A rectangular tank of height $10\,m$ filled with water, is placed near the bottom of a plane inclined at an angle $30^\circ$ with horizontal. At height $h$ from the bottom a small hole is made (as shown in figure) such that the stream coming out from holestrikes the inclined plane normally. Calculate $h$

Answer 1

Here, we have to calculate the value of $h$, that is, the height at which the hole is made. For this, we will first calculate the time $t$ at which the water stream strikes the inclined plane. The formula used for calculating the value time t is given below.

Formula used:
Here we will use the formula which is given below
$v = u + at$
Here, $v$ is the final velocity, $u$ is the initial velocity, $a$ is the acceleration and $t$ is the time taken.

Complete step by step answer:
According to the given question, the value of the velocity will be
$v = \sqrt {2g\left( {10 - h} \right)}$
Here, $v$ is the velocity, $g$ is the acceleration due to gravity and $h$ is the height of the container.
Now, the component of the velocity parallel to the plane will be $v\,\cos 30^\circ$ and the component of the velocity perpendicular to the plane will be $v\,\sin 30^\circ$.When the stream strikes the plane after time $t$. Therefore, the formula of the velocity is given by
$v = u + at$
$\Rightarrow \,0 = v\cos 30^\circ - gt$
$\Rightarrow \,t = \dfrac{{v\cos 30^\circ }}{{g\sin 30^\circ }}$
$\Rightarrow \,t = \dfrac{{v\cot 30^\circ }}{g}$
Now, the wave along the x-axis is represented by the following formula
$x = vt$
$\Rightarrow \,x = \dfrac{{{v^2}\cot 30^\circ }}{g} = \sqrt 3 y$
$\Rightarrow \,\dfrac{{{v^2}\cot 30^\circ }}{g} = \sqrt 3 \left( {h - \dfrac{1}{2}g{t^2}} \right)$
$\Rightarrow \,\dfrac{{\sqrt 3 {v^2}}}{g} = \sqrt 3 \left( {h - \dfrac{1}{2}g{t^2}} \right)$
$\Rightarrow \,\dfrac{{\sqrt 3 {v^2}}}{g} = \sqrt 3 \left( {h - \dfrac{1}{2}g\dfrac{{{v^2}{{\cot }^2}30^\circ }}{{{g^2}}}} \right)$
$\Rightarrow \,\dfrac{{{v^2}}}{g} = \left( {h - \dfrac{3}{2}\dfrac{{{v^2}}}{g}} \right)$
$\Rightarrow \,h = \dfrac{{{v^2}}}{g} + \dfrac{{3{v^2}}}{{2g}}$
$\Rightarrow \,h = \dfrac{{5{v^2}}}{{2g}}$
$\Rightarrow \,h = \dfrac{5}{{2g}} \times 2g\left( {10 - h} \right)$
$\Rightarrow \,h = 5\left( {10 - h} \right)$
$\Rightarrow \,h + 5h = 50$
$\Rightarrow \,6h = 50$
$\therefore \,h = 8.33\,m$

Therefore, the height $h$ will be $8.33\,m$.

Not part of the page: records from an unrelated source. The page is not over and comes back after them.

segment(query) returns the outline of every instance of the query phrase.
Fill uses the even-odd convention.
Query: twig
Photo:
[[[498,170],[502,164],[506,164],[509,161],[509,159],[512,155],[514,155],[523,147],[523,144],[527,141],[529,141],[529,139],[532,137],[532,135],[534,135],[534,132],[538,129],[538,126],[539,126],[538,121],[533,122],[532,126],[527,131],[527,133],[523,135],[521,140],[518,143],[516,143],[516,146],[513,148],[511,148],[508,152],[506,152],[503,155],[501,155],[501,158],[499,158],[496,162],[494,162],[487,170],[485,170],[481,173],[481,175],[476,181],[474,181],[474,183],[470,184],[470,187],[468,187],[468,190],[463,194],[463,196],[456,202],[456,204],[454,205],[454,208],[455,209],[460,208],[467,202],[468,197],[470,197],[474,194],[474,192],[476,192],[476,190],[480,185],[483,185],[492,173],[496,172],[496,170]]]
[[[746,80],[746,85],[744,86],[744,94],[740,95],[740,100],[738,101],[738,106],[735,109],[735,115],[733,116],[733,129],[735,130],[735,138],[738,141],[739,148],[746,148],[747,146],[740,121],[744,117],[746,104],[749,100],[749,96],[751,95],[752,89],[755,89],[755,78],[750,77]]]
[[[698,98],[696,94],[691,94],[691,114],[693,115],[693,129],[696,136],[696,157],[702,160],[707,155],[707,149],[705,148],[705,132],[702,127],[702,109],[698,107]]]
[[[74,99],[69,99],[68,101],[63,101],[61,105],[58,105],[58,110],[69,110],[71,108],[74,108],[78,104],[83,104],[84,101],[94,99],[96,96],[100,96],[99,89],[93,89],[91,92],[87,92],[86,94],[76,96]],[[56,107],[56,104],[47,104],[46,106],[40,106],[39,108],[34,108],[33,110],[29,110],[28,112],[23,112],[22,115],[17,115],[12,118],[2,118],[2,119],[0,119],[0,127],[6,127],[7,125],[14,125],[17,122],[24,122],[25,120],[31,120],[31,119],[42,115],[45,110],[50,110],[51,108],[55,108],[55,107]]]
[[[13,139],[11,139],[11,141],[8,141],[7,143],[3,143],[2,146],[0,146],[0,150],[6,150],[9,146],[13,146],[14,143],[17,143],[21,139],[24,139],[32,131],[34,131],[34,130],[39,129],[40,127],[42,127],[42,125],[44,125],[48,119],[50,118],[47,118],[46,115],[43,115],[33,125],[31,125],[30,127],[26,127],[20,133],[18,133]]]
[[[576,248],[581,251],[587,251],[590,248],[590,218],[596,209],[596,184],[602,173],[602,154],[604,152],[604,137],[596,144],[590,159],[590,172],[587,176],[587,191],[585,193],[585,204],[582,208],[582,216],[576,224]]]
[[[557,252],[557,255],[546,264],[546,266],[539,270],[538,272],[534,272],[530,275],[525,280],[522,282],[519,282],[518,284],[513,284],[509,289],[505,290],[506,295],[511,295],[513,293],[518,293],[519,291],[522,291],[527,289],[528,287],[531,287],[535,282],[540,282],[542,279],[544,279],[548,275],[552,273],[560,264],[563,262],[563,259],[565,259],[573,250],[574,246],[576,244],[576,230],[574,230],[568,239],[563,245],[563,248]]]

Note: The value of the velocity $v = \sqrt {2g\left( {10 - h} \right)}$ is of the water stream that is flowing out of the tank. Also, remember that here final velocity is not given, that is why, we have taken $v = 0$. Also, $v\sin 30^\circ$ is the component of velocity in x-direction and $\sin 30^\circ$ is the component of velocity along y-direction.